Automotive and Embedded Networks

cancel
Showing results for 
Search instead for 
Did you mean: 

CAN Multiplexer 32b

Hello,

 

Is there support for 32b multiplexer in the XNET? We have a tester that was using that size of the multiplexer, but after upgrade of the XNET driver (from 19.6 to 23) it doesn't work.
In the new XNET DB editor it shows error:
NI-XNET: (Hex 0x3FF63133) The multiplexer size exceeds 16 bits. This is not supported for Single Point sessions.

In classic editor it shows:
The multiplexer signal is too big. Currently no more than 16 bit wide signals are supported.

I don't know how/why it worked in older version, was the support removed? Or fixed some issue?

The LabVIEW code throws following error:

NI-XNET: (Hex 0xBFF63001) An internal error occurred in the NI-XNET driver. Solution: Contact National Instruments and provide the log files found in %LOCALAPPDATA%\National Instruments\NI-XNET\log. Note that this location might be hidden on your computer. For LabVIEW RT systems, log files are located in /ni-rt/nixnet/log or /var/lib/ni-xnet/log.

 

Any input appreciated, thanks.

0 Kudos
Message 1 of 7
(160 Views)

That does sound weird. But then again XNet has tweaked features in the past where things were working, to then no longer be working for seemingly no reason.  I'd love to hear from NI on this, not that I need this feature personally.  There might be ways to do this yourself, by doing the frame signal conversion library.  I have a set of tools to do this, but it relies on the XNet database for the Mux signals, and so it wouldn't work right away for you.  It would have to have custom code to specify signals as the muxing one, and then XNet might not allow you to have signals that over lap, and then that just is a whole snowball of additional work.

0 Kudos
Message 2 of 7
(121 Views)

After more poking around I found that the MUX signals are part of the sessions (conversion and frame SP out), but never actually read/write via these sessions. Digging deeper in to old code, I've even found workaround code for sending of these frames. Looks like it builds the mux frame "manually" in way as the @Hooovahh described.

 

My conclusion is that the 32b MUX never worked in the XNET, but NI fixed/added some frame check which will not allow to use these signals in the session. After removing the MUX frame frame and signal from the session, everything seem to be working.

 

However it would be nice if the next version of the XNET included the 32b MUXes. Lets add it to never ending list of TODOs or let the source code be open:D:D

Message 3 of 7
(100 Views)

I have been requesting NI to implement this 32bit mode support in NI-XNET for over 10 years and they have yet to do it... so I doubt they ever will listen. We have instead started to use raw frame sessions and parse the frames using our own signal parsing libraries instead of using XNET. It also helps get away from the annoyingly unhelpful XNET error descriptions.

0 Kudos
Message 4 of 7
(53 Views)

@rbenji23 wrote:

We have instead started to use raw frame sessions and parse the frames using our own signal parsing libraries instead of using XNET. It also helps get away from the annoyingly unhelpful XNET error descriptions.
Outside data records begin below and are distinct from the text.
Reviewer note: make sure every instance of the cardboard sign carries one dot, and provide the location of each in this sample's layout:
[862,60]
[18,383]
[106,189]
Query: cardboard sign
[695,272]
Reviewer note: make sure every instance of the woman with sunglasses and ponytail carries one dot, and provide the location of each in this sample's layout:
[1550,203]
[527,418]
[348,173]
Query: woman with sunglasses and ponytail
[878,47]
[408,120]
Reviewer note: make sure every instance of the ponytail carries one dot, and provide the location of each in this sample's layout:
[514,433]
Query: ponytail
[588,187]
This sounds really useful. Is this posted online somewhere?  I am a big fan of XNet and all the things it does well.  There certainly are edge cases that make using it difficult, with various work arounds needed.  But an open source alternative would be welcome for sure.

0 Kudos
Message 5 of 7
(47 Views)

XNET is a very powerful tool but too rigid in my opinion to fit with manufacturer specific CAN implementations. Unfortunately XNET is closed source so modifications are not possible for these manufacturer implementations.

I can't share our internal signal parsing libraries. But I can share this library which can be modified to support 32bit modes pretty easily and made to drop in place of the XNET convert function. It also has DBC parsing capabilities.
https://forums.ni.com/t5/Example-Code/Advanced-CAN-Frame-to-Channel-Conversion-Reference-Example/ta-...

Message 6 of 7
(40 Views)

@rbenji23 wrote:


I can't share our internal signal parsing libraries. But I can share this library which can be modified to support 32bit modes pretty easily and made to drop in place of the XNET convert function. It also has DBC parsing capabilities.
https://forums.ni.com/t5/Example-Code/Advanced-CAN-Frame-to-Channel-Conversion-Reference-Example/ta-...
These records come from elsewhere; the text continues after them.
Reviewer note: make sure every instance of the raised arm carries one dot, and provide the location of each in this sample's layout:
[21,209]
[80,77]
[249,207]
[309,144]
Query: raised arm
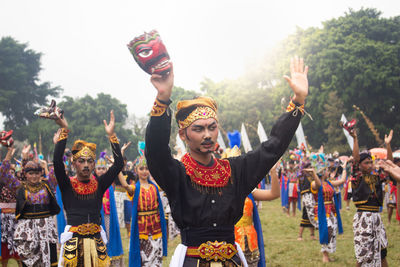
[6,178]
[107,179]
[316,184]
[388,139]
[274,192]
[161,164]
[356,149]
[60,141]
[342,180]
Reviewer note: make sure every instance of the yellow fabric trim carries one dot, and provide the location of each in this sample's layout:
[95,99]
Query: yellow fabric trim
[245,221]
[154,237]
[63,134]
[360,202]
[313,191]
[89,252]
[150,212]
[114,139]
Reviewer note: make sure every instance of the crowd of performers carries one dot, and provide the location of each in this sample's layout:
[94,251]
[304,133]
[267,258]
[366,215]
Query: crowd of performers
[71,212]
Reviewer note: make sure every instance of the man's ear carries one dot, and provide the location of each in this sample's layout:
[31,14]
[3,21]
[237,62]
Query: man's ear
[182,134]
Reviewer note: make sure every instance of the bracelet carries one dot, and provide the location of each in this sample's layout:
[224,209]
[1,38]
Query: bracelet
[159,108]
[63,134]
[113,139]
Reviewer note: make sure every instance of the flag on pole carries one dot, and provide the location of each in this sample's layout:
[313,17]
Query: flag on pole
[261,133]
[300,137]
[220,141]
[346,133]
[245,140]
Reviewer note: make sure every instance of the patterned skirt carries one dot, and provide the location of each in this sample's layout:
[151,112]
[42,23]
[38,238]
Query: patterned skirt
[36,241]
[369,238]
[151,252]
[308,218]
[8,225]
[332,230]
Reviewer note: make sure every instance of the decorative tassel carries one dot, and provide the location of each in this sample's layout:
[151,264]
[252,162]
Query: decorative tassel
[371,126]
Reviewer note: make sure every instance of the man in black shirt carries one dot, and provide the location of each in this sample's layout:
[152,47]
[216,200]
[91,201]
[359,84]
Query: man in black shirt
[83,241]
[370,241]
[206,194]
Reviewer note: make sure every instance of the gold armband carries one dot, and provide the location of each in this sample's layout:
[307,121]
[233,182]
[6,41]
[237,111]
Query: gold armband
[114,139]
[63,134]
[158,109]
[292,106]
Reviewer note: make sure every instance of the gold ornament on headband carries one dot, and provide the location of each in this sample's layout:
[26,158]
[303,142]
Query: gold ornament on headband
[198,113]
[83,149]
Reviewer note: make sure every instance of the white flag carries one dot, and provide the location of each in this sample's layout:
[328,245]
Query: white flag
[261,133]
[346,133]
[245,140]
[300,137]
[220,141]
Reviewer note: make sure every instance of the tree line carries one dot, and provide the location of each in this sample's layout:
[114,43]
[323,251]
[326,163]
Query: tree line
[353,60]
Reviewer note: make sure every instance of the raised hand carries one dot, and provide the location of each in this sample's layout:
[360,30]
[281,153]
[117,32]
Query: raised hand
[25,151]
[61,121]
[163,84]
[111,125]
[56,136]
[388,138]
[10,153]
[125,146]
[298,80]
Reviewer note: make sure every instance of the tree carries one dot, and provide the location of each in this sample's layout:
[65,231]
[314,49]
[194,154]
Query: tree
[20,89]
[85,117]
[357,56]
[332,113]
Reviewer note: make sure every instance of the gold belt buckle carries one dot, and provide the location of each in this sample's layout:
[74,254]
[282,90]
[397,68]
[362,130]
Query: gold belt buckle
[216,251]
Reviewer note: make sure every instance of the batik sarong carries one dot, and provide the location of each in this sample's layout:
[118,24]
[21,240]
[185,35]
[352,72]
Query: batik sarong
[151,252]
[308,205]
[369,238]
[332,230]
[36,240]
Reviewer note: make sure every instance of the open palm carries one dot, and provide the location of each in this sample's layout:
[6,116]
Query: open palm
[298,80]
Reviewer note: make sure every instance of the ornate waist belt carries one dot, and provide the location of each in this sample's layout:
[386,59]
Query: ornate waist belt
[120,188]
[12,205]
[86,229]
[7,210]
[245,221]
[367,208]
[305,191]
[216,251]
[149,212]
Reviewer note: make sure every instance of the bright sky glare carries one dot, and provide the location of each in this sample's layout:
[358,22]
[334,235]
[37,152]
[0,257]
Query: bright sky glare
[84,42]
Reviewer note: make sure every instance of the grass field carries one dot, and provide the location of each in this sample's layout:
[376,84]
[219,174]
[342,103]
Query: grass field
[283,249]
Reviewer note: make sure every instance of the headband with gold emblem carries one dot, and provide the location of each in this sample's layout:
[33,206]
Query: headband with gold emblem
[83,149]
[206,108]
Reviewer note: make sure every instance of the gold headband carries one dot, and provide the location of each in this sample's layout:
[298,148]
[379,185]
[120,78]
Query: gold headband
[84,149]
[198,113]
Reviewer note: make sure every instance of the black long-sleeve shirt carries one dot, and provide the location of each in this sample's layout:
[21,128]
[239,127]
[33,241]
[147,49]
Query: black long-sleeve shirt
[81,210]
[194,209]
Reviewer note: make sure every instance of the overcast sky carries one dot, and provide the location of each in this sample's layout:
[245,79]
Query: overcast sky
[84,42]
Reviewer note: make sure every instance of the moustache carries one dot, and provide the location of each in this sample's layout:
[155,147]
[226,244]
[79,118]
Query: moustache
[207,142]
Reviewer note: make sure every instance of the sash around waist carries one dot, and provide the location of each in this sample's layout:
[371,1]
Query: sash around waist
[195,236]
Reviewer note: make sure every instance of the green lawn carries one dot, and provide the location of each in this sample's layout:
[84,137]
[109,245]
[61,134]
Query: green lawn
[283,249]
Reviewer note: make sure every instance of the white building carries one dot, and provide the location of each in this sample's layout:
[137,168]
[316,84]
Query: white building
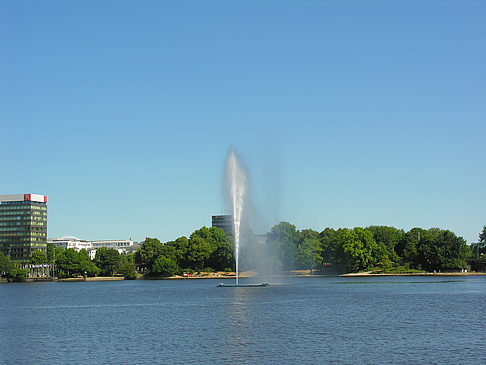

Wow this is pretty bonkers.  Parsing the DBC into the raw data is the heavy lifting XNet handles for me.  Being able to write this in pure G would be very handy. Also being able to just put the raw DBC file on an RT system and have it be imported and used, instead of having to rely on importing it from the host, then deploying it would be helpful. I asked for more RT support of XNet features on the Idea Exchange. I'm not sure if I'll ever get around to wrapping this code into a cleaned up class. But my Frame Signal conversion library could benefit from it for sure.  As it is there are already things that library has to do to get around XNets implementation. The scaling itself on that library is in G, and it really just is the scaling information that it uses XNet for.